With the techno-centric understanding of digital technology, a DG Digital would be tasked with repeating the maxim: “don’t mess with digital tech, everything will be fine except if you mess it up by trying to intervene”. (In fact, why not put that on a framed embroidery in every meeting room in all EU institutions and save the tax payers some money on the Director General’s wages?)

Techno-scepticism on the other hand, acknowledges technology as an influential force, but one among others. Economy, law, individual decisions, human preference, ideology and many other factors are also in play. Jaron Lanier sees Moore’s law as an inspiration for R&D-departments rather than an outside force. He mocks the religious aspects of techno-centrism. The techno-centric buzzwords are rather slogans to protect the business interests of a few Silicon Valley outfits, who compete just as much with each other using patents, marketing, lobbying, geo-political influence and other old-world forces of power as weapons. What technologies are adopted by the users may be just as much a consequence of marketing budgets, flashy design, PR-stunts, celebrity endorsements and chance, as the quality of the service. To techno-sceptics, there is not a single, right and inevitable way that technology can develop, but many different possibilities. Which ones end up winning (or rather being temporary top dogs, because techno-sceptics believe most things change with time) depends on things like competing standards (remember VHS vs Beta?), government investment and intervention, litigation in patent and competition cases, black swans, trends in public taste, competition from emerging markets, the battle for power between the Silicon Valley-giants, butter-fly effects, the economy’s boom- and bust-cycles (or perhaps they think that concept is too simplistic?), whims by CEOs, policy-makers, and you and me. And many other factors… actually techno-sceptics probably believe the list is endless. To techno-sceptics, “the internet” is a misnomer because there are many different digital networks with different functions, priorities and set-ups, it can not be regarded as a unified technology and it certainly does not want anything in particular.

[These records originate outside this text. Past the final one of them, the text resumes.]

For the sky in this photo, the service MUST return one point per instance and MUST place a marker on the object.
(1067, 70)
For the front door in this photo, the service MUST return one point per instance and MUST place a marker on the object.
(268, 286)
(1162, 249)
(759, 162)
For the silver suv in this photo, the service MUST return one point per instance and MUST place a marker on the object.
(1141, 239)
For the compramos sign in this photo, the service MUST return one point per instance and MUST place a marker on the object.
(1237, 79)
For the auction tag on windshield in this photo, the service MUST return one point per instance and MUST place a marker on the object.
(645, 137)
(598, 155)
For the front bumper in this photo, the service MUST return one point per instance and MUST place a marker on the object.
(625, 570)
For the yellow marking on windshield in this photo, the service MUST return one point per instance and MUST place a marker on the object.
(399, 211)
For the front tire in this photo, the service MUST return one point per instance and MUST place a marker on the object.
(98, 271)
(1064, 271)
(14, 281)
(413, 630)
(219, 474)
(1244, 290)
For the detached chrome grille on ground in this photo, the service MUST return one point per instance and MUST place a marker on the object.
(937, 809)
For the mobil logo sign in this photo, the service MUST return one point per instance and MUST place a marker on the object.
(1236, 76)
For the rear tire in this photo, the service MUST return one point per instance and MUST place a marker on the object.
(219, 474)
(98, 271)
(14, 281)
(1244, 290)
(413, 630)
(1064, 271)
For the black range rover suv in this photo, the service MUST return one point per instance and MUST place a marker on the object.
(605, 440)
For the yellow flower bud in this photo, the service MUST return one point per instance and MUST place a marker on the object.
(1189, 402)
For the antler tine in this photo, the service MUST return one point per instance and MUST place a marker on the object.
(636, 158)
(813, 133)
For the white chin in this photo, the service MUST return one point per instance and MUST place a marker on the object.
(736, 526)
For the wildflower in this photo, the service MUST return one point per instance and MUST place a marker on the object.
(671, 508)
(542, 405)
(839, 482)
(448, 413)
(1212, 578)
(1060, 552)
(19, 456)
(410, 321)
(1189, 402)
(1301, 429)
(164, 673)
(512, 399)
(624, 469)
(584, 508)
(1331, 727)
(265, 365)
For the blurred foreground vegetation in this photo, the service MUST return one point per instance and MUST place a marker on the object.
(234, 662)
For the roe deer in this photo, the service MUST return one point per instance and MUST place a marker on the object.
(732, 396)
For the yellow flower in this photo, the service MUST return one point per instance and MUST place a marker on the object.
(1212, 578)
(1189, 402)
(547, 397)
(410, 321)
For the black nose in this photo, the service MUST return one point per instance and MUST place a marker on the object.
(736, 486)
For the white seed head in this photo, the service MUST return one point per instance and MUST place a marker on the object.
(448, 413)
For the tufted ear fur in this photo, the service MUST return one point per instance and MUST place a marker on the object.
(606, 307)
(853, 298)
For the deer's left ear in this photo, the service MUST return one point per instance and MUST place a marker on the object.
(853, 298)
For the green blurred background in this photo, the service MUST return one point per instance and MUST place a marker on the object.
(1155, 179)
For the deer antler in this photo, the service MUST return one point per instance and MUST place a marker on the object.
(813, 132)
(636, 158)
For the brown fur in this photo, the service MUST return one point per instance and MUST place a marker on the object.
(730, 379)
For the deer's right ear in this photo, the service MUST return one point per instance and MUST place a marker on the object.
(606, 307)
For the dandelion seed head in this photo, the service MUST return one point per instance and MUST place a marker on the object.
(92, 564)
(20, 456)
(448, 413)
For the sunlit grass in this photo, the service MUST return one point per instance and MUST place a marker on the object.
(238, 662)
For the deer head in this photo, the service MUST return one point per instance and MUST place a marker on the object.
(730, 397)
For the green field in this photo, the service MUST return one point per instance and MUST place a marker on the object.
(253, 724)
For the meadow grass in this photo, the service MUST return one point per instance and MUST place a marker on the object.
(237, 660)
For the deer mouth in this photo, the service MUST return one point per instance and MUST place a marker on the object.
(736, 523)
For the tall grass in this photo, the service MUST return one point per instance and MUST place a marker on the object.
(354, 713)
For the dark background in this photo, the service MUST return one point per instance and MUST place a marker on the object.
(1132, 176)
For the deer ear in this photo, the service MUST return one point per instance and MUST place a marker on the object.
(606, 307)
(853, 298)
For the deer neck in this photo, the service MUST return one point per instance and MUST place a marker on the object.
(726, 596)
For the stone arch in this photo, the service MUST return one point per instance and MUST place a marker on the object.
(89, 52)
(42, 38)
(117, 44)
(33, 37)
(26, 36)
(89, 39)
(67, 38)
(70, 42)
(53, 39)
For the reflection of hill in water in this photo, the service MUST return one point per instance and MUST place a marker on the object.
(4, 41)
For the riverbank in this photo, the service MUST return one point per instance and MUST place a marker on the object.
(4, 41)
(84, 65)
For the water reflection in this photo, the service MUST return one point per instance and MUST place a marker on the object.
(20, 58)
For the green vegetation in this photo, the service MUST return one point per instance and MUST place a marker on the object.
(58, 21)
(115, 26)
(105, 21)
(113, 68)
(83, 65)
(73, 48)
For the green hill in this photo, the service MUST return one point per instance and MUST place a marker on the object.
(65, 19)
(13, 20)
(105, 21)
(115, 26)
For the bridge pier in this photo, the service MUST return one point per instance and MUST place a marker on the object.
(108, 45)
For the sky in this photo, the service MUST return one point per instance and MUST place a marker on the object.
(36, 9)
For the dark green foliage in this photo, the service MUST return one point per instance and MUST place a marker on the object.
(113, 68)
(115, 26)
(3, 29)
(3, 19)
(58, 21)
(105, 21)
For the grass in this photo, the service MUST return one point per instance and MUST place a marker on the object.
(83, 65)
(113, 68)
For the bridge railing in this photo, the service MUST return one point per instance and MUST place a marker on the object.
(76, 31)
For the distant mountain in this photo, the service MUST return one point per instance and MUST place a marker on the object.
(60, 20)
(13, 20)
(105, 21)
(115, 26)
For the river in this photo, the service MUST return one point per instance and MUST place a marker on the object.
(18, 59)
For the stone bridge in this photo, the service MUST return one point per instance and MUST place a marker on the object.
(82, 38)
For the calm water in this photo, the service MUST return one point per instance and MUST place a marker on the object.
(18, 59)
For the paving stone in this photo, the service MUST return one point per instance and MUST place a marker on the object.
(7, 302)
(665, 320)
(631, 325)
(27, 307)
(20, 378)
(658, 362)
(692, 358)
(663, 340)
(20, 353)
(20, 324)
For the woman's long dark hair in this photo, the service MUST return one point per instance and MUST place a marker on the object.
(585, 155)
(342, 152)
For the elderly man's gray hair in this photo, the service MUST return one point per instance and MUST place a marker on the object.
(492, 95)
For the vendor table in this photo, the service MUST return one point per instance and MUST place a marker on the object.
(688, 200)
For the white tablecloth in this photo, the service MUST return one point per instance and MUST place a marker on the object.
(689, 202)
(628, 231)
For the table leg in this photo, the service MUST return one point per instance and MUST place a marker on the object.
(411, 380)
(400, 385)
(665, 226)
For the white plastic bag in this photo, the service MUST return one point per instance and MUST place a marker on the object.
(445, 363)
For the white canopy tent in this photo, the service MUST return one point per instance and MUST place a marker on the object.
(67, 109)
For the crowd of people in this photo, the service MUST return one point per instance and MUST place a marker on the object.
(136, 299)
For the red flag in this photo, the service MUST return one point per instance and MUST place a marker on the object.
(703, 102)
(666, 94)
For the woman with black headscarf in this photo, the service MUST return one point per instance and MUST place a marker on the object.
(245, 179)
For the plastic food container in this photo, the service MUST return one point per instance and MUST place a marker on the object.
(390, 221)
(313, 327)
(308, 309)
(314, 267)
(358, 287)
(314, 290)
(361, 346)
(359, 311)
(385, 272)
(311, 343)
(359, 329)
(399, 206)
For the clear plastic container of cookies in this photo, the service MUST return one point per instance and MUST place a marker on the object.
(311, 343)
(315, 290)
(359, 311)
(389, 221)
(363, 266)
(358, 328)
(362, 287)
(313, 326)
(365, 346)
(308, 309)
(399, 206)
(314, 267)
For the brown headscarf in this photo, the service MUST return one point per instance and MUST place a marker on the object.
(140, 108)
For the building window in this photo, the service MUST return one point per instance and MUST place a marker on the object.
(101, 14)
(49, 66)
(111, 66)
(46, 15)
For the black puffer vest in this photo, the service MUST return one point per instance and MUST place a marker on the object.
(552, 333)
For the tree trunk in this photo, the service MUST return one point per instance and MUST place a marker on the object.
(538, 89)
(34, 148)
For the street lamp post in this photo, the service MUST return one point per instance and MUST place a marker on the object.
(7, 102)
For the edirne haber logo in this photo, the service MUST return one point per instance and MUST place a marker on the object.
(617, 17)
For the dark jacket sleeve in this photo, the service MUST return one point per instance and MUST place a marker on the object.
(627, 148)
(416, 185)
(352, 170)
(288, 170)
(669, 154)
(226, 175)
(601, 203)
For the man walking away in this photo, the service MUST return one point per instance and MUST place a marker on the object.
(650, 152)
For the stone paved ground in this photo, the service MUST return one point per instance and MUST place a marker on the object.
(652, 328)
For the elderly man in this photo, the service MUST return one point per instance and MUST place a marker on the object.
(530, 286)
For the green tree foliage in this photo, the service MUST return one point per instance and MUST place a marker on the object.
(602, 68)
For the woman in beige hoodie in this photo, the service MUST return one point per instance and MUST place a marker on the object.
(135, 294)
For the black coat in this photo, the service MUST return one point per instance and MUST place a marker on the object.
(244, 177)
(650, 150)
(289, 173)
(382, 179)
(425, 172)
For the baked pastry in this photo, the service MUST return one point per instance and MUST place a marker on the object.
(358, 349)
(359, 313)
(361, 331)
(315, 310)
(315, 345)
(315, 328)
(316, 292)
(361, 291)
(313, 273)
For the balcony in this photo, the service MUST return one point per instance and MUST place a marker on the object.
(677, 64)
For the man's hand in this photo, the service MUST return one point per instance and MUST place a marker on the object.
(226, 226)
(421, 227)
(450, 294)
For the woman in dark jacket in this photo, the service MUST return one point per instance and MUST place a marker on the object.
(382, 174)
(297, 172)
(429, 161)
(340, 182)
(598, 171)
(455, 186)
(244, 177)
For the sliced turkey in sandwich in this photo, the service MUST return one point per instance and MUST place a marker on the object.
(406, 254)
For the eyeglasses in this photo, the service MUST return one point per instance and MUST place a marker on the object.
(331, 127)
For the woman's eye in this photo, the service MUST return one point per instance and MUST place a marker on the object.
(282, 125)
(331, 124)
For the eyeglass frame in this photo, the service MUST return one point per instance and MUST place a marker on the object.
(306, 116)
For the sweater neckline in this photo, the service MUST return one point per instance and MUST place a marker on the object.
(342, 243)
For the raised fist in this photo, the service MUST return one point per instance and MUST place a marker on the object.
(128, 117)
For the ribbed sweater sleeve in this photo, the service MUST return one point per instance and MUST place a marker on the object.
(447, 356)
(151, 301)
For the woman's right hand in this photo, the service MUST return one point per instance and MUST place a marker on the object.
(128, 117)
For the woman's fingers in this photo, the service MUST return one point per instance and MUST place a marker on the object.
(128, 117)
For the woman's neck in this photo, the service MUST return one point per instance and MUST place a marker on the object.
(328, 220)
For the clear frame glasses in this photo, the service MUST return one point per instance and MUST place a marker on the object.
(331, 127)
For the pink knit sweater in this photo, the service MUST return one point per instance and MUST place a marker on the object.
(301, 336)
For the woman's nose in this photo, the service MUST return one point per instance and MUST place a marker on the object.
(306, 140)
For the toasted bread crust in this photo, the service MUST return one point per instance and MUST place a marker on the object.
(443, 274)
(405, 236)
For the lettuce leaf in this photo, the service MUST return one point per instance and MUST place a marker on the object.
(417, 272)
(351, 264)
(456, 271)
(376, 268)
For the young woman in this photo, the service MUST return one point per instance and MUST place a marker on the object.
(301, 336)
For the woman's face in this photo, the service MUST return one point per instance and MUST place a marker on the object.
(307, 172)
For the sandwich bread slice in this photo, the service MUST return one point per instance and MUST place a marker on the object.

Techno-sceptics (including this writer!) also enjoy reminding techno-centrics that the internet was invented by the US military (and TOR more specific by the US Navy) and that dictators love to work in tandem with telecoms and internet services to weed out dissidents. The techno-sceptics’ main issue is that they look like bores and have no snappy one-liners on things like growth, hunger and climate change, rather pointing to complexity than simplicity. They also run the risk of being tempted to embrace everything techno-critical message as a truth (thus becoming techno-critics, who are much more dogmatic than –sceptics).